Каменное здание стояло рядом с плотиной. Водяное колесо сейчас не вращалось и вообще кроме сторожа никого здесь не оказалось.
— Селитра давно уже вся вышла, — пояснил охранник. — Ещё до сельджуков. Они сюда и не заглядывали толком. — Видно, что человек намолчался и рад появлению слушателей. Всё-таки эта постройка далековато расположена от городка. За холмом, почитай.
— А серу откуда привозят? — Наталке хочется проявить свою осведомлённость, вот она и вылезла с вопросом.
— А ниоткуда не привозят.
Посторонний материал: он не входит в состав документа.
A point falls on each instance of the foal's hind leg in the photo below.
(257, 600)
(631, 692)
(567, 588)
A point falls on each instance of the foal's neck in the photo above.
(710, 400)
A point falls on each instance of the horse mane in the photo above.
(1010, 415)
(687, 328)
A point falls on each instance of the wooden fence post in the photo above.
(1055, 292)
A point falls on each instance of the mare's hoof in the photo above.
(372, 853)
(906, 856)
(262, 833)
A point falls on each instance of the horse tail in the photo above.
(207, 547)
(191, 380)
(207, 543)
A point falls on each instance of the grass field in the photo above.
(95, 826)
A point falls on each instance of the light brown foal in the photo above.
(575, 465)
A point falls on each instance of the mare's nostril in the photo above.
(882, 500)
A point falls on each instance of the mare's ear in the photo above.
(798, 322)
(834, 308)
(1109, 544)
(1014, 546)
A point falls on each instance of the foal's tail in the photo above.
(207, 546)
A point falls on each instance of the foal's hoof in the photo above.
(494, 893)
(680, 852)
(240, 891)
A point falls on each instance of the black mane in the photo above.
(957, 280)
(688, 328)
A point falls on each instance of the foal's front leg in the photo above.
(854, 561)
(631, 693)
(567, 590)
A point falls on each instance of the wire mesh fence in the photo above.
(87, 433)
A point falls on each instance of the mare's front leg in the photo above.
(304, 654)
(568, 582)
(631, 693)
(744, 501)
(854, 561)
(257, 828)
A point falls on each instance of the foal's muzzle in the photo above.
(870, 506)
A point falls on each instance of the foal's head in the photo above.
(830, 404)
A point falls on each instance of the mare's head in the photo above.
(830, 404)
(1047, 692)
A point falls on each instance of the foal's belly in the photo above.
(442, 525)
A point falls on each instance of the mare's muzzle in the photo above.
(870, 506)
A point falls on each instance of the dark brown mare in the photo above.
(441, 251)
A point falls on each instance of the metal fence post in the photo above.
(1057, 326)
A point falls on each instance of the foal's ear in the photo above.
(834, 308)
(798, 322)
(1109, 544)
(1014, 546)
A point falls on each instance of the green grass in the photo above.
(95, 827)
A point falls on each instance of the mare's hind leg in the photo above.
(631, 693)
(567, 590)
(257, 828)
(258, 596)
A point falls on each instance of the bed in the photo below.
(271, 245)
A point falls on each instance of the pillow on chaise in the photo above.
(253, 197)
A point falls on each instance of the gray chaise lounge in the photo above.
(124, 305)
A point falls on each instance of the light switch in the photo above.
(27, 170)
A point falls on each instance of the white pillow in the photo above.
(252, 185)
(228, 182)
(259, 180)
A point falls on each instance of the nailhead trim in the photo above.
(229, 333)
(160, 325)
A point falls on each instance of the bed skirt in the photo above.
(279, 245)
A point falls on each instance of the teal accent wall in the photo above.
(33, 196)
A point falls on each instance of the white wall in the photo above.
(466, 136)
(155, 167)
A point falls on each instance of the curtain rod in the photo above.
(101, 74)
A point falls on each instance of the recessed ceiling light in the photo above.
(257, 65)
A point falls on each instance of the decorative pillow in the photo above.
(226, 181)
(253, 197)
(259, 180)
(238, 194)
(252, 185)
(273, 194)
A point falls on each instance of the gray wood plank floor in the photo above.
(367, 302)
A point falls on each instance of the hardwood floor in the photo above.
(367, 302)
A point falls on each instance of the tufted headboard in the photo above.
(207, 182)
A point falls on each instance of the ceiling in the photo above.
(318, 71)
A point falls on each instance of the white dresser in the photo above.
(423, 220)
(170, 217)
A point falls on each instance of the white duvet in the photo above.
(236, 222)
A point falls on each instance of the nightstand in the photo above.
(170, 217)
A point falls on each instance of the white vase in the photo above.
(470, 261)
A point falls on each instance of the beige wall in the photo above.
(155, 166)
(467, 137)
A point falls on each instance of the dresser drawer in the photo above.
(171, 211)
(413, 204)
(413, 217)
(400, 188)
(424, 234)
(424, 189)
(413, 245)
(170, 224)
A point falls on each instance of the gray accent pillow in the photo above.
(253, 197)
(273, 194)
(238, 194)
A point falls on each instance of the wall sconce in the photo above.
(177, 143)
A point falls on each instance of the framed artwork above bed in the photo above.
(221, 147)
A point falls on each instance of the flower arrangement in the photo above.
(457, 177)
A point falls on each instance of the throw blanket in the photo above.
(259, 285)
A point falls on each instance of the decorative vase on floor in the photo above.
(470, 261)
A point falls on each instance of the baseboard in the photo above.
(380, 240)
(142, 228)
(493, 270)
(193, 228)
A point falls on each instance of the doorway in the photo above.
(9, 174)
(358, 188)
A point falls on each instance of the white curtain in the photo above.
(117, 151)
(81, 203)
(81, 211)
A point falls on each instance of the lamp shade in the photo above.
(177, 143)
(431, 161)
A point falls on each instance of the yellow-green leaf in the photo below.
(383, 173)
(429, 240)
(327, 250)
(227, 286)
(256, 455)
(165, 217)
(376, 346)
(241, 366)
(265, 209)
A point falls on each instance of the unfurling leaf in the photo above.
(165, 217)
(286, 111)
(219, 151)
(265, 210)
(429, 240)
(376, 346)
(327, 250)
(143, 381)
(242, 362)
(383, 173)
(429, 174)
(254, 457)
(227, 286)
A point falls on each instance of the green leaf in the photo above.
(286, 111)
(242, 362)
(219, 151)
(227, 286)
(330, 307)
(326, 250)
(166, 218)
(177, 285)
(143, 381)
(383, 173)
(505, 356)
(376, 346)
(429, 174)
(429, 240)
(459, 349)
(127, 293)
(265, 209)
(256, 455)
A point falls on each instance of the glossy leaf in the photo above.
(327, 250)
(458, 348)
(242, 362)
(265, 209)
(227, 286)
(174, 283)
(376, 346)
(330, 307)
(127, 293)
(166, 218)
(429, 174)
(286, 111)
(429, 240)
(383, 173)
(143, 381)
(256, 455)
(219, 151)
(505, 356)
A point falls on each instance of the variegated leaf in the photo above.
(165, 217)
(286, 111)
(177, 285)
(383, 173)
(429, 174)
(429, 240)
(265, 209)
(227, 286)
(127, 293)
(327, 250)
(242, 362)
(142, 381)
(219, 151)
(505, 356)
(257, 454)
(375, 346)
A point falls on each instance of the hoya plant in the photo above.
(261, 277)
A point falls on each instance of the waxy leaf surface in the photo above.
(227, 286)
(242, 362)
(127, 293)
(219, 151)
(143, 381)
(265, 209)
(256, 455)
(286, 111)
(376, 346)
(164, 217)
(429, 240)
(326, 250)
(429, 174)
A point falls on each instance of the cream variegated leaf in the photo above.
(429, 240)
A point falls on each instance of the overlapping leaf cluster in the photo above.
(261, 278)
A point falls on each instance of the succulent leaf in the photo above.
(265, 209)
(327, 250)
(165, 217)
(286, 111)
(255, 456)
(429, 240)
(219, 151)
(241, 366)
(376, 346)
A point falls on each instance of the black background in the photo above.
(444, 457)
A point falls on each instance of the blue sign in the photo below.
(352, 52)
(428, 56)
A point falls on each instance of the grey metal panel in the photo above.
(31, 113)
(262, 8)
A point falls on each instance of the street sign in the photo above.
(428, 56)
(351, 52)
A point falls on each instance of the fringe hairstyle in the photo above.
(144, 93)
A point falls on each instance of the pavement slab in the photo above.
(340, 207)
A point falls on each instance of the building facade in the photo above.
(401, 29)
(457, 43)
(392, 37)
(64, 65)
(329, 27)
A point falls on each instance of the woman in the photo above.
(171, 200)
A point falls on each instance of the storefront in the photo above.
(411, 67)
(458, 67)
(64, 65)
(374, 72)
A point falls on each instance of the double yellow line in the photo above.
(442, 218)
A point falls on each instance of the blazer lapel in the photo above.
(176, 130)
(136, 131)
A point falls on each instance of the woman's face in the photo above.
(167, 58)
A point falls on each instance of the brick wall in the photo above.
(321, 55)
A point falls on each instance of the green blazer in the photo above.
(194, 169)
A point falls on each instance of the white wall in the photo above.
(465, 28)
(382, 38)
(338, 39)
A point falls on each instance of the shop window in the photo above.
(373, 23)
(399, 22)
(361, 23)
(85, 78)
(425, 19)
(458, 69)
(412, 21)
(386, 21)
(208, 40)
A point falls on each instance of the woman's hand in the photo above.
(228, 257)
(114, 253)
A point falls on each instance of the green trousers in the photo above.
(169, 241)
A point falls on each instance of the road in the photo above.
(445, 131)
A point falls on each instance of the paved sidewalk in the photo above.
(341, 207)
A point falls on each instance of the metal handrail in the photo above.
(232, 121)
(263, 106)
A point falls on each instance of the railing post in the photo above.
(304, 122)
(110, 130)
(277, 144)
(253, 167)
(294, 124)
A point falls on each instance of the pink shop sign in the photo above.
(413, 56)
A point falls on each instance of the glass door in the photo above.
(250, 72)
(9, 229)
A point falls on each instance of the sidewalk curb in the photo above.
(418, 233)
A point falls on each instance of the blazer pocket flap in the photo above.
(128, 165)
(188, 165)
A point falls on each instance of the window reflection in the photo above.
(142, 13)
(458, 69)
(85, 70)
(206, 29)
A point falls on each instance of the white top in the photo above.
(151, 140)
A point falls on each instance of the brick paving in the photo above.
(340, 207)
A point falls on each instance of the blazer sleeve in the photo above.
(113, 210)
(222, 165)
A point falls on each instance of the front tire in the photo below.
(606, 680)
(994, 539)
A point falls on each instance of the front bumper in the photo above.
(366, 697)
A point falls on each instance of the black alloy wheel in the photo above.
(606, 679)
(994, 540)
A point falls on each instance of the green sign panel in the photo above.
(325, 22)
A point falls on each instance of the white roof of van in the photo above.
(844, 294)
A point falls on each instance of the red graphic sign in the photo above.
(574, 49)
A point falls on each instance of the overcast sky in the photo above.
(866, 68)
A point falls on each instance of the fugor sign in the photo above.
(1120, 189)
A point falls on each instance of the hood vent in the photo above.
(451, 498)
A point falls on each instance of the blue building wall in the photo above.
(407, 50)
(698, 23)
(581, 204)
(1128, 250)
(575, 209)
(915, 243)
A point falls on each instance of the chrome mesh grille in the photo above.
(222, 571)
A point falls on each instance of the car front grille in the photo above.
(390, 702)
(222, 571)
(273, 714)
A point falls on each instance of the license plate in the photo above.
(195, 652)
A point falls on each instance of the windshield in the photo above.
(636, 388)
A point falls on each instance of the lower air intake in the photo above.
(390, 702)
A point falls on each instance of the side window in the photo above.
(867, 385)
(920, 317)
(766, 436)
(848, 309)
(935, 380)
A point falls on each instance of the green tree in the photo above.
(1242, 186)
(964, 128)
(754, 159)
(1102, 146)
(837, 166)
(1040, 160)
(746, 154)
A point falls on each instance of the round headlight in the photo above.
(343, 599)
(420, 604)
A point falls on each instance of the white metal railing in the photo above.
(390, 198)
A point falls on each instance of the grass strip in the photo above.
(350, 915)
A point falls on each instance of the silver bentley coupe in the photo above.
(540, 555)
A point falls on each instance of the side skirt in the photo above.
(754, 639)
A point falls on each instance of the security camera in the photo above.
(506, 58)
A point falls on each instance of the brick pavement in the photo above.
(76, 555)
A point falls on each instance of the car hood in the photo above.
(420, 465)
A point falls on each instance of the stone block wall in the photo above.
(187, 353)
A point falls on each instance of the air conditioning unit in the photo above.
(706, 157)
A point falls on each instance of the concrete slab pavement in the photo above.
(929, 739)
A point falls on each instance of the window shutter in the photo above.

Наш Ендрикский порох и без неё хорош. Не так смердит, как обычный. Только цветом он не чёрный, а бурый.
Внутри постройки в нескольких комнатах наблюдался порядок. Чаны и просторные противни, стеллажи, мешалки и бочонки ждали времени, когда снова понадобятся людям. Осмотрев заводик и поговорив о том, что селитры вечно не напасёшься, а везут ей издалека, отправились восвояси. Вниз по ручью снова вышли на морской берег и вдоль воды вернулись обратно.
— Шаровары себе пошей, — приказал он Наталке, когда возле редута распрощались с Марком. — Верхом гулять будем, иной раз и не по одному дню. Мне тут много чего посмотреть потребуется.
Девушка хитро прищурилась:
— Что, боишься меня одну оставлять?
— Не говори глупостей. Тут каждый грамотный человек на счету. Не забывай, ты у нас не простая девка, а учёный, каких мало. Ну, не муж, конечно. Но про то, где селитру искать можешь догадаться.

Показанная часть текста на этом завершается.